A l’opposé du voyeurisme et des variations sur le thème de
l’hermaphrodite, nombre d’auteurs esquivent la question du corps et la nimbent
de mystère. Or, si les castrats ont disparu, l’opération était encore pratiquée
ces dernières années, notamment dans le traitement du cancer de la prostate et
il arrive, certes rarement, qu’elle soit prescrite chez des garçons impubères.
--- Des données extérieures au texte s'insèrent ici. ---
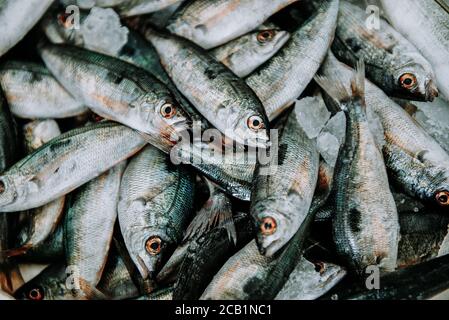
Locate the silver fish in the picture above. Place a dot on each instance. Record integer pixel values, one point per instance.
(285, 76)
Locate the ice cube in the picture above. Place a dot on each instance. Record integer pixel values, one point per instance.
(312, 115)
(103, 32)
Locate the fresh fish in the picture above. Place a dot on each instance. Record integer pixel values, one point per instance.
(117, 90)
(65, 163)
(425, 24)
(218, 94)
(156, 200)
(33, 93)
(212, 23)
(281, 201)
(89, 224)
(17, 17)
(414, 160)
(392, 62)
(365, 223)
(248, 52)
(206, 254)
(309, 281)
(285, 76)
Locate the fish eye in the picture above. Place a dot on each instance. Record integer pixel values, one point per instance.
(442, 198)
(153, 245)
(408, 81)
(268, 226)
(255, 123)
(36, 294)
(265, 35)
(168, 110)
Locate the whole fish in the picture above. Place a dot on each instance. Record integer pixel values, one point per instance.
(212, 23)
(248, 52)
(281, 201)
(285, 76)
(156, 200)
(365, 223)
(17, 17)
(306, 282)
(392, 62)
(219, 95)
(424, 23)
(117, 90)
(33, 93)
(89, 224)
(65, 163)
(415, 161)
(206, 254)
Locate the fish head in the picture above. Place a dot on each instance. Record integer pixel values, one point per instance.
(249, 128)
(8, 191)
(415, 79)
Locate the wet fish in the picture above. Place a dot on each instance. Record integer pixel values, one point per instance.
(392, 62)
(17, 17)
(65, 163)
(309, 281)
(285, 76)
(210, 24)
(117, 90)
(156, 200)
(248, 52)
(33, 93)
(206, 254)
(281, 200)
(424, 23)
(89, 224)
(365, 223)
(414, 160)
(218, 94)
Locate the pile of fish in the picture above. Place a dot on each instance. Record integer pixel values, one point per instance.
(228, 149)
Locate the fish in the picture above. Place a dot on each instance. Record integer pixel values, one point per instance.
(65, 163)
(117, 90)
(414, 160)
(210, 24)
(207, 253)
(365, 222)
(280, 201)
(392, 63)
(309, 281)
(89, 224)
(229, 105)
(248, 52)
(156, 200)
(282, 79)
(424, 23)
(17, 17)
(33, 93)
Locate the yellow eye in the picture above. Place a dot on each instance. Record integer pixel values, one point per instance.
(442, 198)
(168, 110)
(408, 80)
(265, 35)
(255, 123)
(268, 226)
(153, 245)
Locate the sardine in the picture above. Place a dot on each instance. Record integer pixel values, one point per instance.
(248, 52)
(219, 95)
(156, 200)
(285, 76)
(392, 62)
(281, 200)
(425, 24)
(212, 23)
(65, 163)
(365, 224)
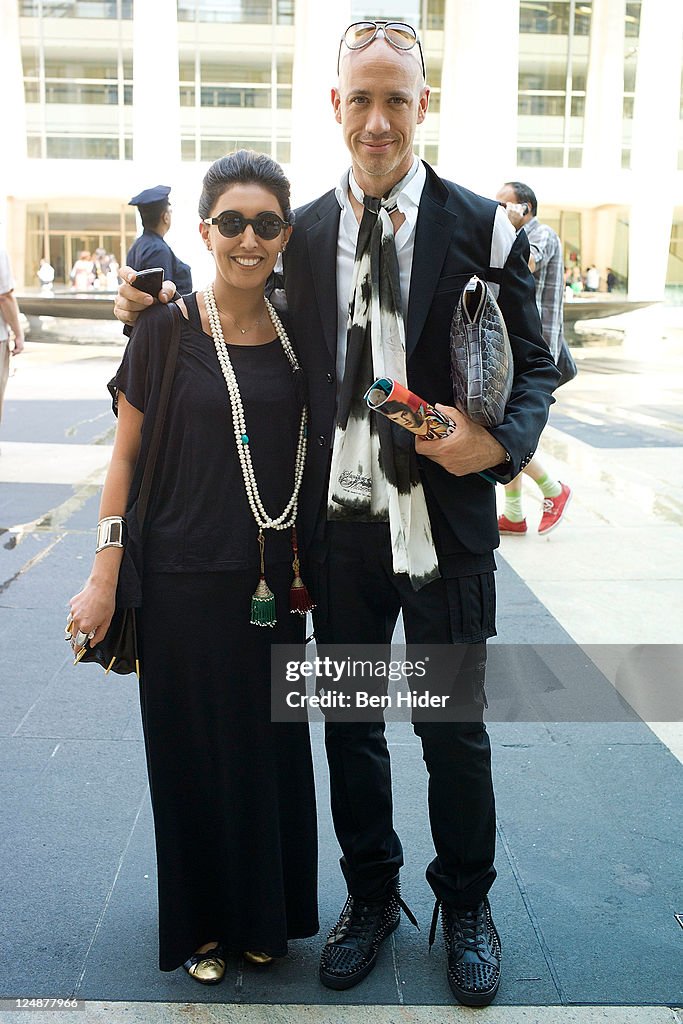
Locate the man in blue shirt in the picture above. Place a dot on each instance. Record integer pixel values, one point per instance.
(150, 250)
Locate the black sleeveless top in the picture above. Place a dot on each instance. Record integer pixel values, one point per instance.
(200, 519)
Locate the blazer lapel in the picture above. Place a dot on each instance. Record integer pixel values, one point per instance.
(432, 237)
(322, 241)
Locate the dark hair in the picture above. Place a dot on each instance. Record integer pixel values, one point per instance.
(151, 213)
(524, 195)
(245, 167)
(399, 407)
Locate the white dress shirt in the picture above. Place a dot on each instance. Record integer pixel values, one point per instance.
(408, 202)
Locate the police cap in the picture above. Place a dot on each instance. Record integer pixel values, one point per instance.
(156, 195)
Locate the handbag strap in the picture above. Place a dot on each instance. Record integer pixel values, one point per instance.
(167, 383)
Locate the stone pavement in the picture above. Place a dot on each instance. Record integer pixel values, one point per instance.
(590, 814)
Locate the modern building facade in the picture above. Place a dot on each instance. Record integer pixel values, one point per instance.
(583, 99)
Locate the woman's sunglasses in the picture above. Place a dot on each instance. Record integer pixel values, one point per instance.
(397, 34)
(230, 223)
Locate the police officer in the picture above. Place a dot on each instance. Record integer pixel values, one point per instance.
(150, 250)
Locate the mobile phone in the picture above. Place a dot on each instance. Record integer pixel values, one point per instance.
(150, 282)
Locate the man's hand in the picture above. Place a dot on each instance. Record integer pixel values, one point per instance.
(130, 301)
(470, 449)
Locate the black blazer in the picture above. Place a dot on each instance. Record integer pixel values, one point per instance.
(453, 242)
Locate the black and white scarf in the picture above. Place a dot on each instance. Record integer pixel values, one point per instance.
(375, 475)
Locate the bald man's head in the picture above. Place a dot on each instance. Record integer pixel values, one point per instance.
(412, 57)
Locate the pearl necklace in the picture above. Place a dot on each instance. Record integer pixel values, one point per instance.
(287, 518)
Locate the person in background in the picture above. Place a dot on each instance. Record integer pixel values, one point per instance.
(45, 273)
(368, 566)
(9, 321)
(548, 268)
(83, 272)
(112, 281)
(592, 283)
(151, 249)
(232, 792)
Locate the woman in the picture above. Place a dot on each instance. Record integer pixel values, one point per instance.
(82, 272)
(232, 793)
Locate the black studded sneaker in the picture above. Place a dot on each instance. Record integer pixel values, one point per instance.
(473, 949)
(350, 952)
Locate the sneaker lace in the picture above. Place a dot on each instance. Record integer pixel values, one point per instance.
(364, 912)
(473, 934)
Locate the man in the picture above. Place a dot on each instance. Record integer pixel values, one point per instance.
(366, 572)
(150, 249)
(547, 266)
(9, 321)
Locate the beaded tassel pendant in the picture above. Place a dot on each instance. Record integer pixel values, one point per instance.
(300, 601)
(263, 601)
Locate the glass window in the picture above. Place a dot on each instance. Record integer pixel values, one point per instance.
(397, 10)
(81, 147)
(80, 69)
(77, 8)
(633, 19)
(220, 96)
(435, 14)
(552, 81)
(540, 157)
(236, 11)
(286, 16)
(232, 72)
(213, 148)
(187, 148)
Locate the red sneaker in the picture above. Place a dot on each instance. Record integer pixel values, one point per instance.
(506, 525)
(554, 509)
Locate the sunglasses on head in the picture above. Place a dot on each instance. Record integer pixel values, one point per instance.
(397, 34)
(230, 223)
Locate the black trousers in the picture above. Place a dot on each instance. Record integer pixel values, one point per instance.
(358, 600)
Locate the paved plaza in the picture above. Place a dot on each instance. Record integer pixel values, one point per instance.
(590, 849)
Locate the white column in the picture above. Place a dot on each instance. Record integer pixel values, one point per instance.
(13, 111)
(318, 154)
(156, 91)
(654, 150)
(604, 93)
(478, 121)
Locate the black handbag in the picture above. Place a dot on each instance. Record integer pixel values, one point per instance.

La médecine, même si elle n’a pas réponse à tout, peut nous en apprendre
davantage sur les effets de la castration que l’étude exhaustive des textes du
passé.
J. Rosselli, par exemple, évoque avec
circonspection les troubles attribués par la médecine classique aux castrats, il
cite même Hippocrate,
alors qu’il suffirait d’interroger endocrinologues, pédiatres, médecins de
l’adolescence, etc., pour valider certaines assertions et démonter de nombreuses
inepties.
Est-ce vraiment le malaise inspiré par la castration, la
crainte d’encourager une curiosité malsaine qui poussent tant d’historiens, de
musicographes à se retrancher derrière les contradictions, les lacunes dont
regorge la littérature des XVIIe et XVIIIe siècles ?
N’est-ce pas plutôt l’orgueil qui freine toute démarche interdisciplinaire ? A
moins qu’il ne s’agisse d’ignorance, de paresse...
La rigueur scientifique la plus élémentaire peut
aussi, à l’occasion, faire défaut aux médecins. Prenons, par exemple, la
conférence du Professeur L. Durand, intitulée : « Eunuques et Castrats : Même
destin ? ».
Comment ne pas être désappointé en lisant que les castrats «
auraient également les pieds plats et les genoux cagneux », sans autre forme de
commentaire ? Certes, l’auteur n’a jamais prétendu faire le point sur les
recherches les plus récentes dans le domaine, mais il pourrait consulter un
confrère ou livrer son opinion, même un généraliste doit en avoir une.
S’exprime-t-il en médecin ou en curieux lorsqu’il affirme que
« la gynécomastie [le développement des seins] est habituelle » ? Quelles sont
ses sources, sur quelles observations se base-t-il ? L’auteur ne donne aucune
bibliographie et il serait bien en peine d’entériner son propos. En revanche, il
ajoute que « Le castrat Salimbini [Salimbeni] a pu faire passer sans difficultés
sa compagne pour un castrat » ! Sans être médecin, mais avec un peu d’esprit
critique et un brin d’imagination, le premier venu trouverait une explication
plus vraisemblable que la ressemblance des castrats avec les femmes.